Computing Borel's Regulator

TL;DR

This paper introduces a new infinite series formula for Borel's regulator using the Karoubi-Hamida integral, and explicitly constructs elements in K_3 of cyclotomic fields to compute their regulator values.

Contribution

It provides a novel approach to compute Borel's regulator for cyclotomic fields by explicitly constructing elements in K_3 and evaluating their images using a new formula.

Findings

Derived an infinite series formula for the Borel class.

Explicitly constructed elements in K_3(F) for cyclotomic fields.

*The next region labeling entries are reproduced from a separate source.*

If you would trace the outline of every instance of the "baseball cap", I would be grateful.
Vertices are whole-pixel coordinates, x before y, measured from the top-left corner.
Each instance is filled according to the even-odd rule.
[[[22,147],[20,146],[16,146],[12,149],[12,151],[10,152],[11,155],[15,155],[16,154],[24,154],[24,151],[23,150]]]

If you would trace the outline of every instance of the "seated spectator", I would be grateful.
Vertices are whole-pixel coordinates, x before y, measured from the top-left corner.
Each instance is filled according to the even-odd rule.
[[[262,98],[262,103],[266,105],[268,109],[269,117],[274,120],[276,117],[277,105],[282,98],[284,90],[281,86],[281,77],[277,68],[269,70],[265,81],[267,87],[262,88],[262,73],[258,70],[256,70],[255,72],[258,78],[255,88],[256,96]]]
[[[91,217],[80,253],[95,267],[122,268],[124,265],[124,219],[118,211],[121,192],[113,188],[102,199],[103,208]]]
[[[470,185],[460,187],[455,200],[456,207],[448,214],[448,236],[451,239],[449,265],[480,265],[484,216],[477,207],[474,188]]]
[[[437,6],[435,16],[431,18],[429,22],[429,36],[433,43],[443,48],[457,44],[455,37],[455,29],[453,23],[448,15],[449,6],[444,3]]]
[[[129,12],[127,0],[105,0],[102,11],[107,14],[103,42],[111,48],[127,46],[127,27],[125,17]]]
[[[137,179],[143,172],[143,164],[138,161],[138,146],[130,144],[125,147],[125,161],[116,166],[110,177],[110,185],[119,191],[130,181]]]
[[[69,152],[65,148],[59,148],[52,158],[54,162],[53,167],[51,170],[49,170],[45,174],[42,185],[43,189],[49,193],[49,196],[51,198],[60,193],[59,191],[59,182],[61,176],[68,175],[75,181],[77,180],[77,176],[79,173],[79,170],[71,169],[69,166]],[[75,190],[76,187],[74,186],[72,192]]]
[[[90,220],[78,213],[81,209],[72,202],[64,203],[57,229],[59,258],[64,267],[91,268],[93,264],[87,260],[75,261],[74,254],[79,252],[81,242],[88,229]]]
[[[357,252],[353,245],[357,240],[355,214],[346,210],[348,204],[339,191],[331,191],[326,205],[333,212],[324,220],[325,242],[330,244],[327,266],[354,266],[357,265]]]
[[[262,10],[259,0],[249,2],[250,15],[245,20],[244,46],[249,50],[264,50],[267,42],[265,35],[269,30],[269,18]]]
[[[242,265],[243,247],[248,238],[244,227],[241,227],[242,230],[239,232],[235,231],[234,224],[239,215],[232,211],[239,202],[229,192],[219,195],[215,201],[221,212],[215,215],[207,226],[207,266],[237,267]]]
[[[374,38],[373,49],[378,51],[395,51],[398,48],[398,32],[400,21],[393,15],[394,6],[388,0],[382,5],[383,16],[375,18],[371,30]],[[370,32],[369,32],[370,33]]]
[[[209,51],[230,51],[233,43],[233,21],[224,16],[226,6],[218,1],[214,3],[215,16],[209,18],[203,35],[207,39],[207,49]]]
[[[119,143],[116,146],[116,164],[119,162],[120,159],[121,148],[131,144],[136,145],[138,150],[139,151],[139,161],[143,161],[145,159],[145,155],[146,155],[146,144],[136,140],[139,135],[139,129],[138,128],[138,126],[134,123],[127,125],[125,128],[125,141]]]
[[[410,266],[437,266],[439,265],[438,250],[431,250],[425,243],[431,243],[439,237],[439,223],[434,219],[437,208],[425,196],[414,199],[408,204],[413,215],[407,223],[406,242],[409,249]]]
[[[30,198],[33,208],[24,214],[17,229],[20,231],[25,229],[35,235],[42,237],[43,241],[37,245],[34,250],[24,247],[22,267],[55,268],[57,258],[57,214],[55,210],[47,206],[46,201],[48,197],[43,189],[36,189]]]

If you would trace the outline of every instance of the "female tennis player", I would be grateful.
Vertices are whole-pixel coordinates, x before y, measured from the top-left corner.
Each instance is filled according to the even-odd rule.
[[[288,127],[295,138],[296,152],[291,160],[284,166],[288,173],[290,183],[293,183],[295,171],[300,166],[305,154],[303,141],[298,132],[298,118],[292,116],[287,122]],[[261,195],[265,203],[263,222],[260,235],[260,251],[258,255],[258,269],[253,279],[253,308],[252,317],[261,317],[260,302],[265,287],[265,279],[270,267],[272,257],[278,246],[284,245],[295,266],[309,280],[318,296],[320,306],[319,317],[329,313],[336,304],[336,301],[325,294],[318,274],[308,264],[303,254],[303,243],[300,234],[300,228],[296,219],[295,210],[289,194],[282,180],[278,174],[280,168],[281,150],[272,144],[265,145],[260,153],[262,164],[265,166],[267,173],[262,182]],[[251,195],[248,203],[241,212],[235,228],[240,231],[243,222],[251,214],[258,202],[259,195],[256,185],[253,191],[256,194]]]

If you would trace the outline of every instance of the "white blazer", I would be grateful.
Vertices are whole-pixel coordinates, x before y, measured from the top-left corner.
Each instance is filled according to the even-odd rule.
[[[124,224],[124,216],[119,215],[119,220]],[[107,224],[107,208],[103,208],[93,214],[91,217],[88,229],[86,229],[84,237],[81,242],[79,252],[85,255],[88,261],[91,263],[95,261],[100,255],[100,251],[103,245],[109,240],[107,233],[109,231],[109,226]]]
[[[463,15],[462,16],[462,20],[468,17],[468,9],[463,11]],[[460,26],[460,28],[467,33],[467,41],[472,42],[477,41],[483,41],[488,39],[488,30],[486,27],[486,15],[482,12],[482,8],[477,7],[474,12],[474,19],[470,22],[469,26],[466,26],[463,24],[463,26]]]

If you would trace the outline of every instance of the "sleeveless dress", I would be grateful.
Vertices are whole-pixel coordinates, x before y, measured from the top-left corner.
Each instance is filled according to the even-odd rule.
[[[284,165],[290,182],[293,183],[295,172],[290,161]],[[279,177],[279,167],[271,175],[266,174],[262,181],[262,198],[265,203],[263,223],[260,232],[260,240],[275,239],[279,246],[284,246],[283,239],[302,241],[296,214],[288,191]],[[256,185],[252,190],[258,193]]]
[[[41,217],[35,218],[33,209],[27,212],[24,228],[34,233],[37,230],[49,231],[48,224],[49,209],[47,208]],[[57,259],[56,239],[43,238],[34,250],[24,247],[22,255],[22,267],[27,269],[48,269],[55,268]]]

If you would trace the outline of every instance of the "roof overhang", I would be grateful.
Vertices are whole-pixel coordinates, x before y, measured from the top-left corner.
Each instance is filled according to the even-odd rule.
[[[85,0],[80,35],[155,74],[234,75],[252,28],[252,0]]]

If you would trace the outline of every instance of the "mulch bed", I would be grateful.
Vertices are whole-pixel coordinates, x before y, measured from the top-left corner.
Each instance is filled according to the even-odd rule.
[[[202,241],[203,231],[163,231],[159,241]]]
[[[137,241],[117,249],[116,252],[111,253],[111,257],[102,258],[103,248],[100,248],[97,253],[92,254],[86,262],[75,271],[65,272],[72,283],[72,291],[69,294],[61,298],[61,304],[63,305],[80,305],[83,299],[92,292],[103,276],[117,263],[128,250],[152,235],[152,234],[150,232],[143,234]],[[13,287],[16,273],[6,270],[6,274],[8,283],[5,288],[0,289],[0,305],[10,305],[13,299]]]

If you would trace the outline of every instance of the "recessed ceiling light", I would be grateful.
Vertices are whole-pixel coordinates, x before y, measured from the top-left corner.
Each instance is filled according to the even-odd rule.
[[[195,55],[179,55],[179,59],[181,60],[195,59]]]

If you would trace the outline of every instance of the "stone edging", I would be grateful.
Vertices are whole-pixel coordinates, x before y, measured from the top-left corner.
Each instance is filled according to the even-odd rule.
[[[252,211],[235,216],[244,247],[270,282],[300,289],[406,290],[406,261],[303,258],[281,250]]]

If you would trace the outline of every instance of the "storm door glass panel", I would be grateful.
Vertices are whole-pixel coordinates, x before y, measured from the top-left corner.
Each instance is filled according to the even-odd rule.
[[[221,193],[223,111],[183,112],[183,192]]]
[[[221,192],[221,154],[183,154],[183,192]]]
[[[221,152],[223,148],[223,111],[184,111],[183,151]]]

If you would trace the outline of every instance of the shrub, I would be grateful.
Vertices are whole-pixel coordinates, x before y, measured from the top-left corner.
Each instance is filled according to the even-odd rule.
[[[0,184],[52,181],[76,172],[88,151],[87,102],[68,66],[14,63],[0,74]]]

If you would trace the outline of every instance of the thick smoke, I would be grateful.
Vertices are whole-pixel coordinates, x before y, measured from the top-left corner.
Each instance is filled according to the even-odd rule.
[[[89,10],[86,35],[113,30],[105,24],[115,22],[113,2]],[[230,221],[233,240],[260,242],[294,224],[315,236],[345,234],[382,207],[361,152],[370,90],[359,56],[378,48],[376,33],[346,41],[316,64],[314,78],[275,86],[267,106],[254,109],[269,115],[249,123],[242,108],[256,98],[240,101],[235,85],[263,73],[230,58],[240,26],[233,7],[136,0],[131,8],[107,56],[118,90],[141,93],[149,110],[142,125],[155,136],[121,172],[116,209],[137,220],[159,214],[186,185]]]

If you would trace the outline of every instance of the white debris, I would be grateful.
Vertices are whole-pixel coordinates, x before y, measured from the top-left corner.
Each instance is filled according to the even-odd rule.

Computed Borel regulator values for specific fields.

Abstract

We present an infinite series formula based on the Karoubi-Hamida integral, for the universal Borel class evaluated on H_{2n+1}(GL(\mathbb{C})). For a cyclotomic field F we define a canonical set of elements in K_3(F) and present a novel approach (based on a free differential calculus) to constructing them. Indeed, we are able to explicitly construct their images in H_{3}(GL(\mathbb{C})) under the Hurewicz map. Applying our formula to these images yields a value V_1(F), which coincides with the Borel regulator R_1(F) when our set is a basis of K_3(F) modulo torsion. For F= \mathbb{Q}(e^{2\pi i/3}) a computation of V_1(F) has been made based on our techniques.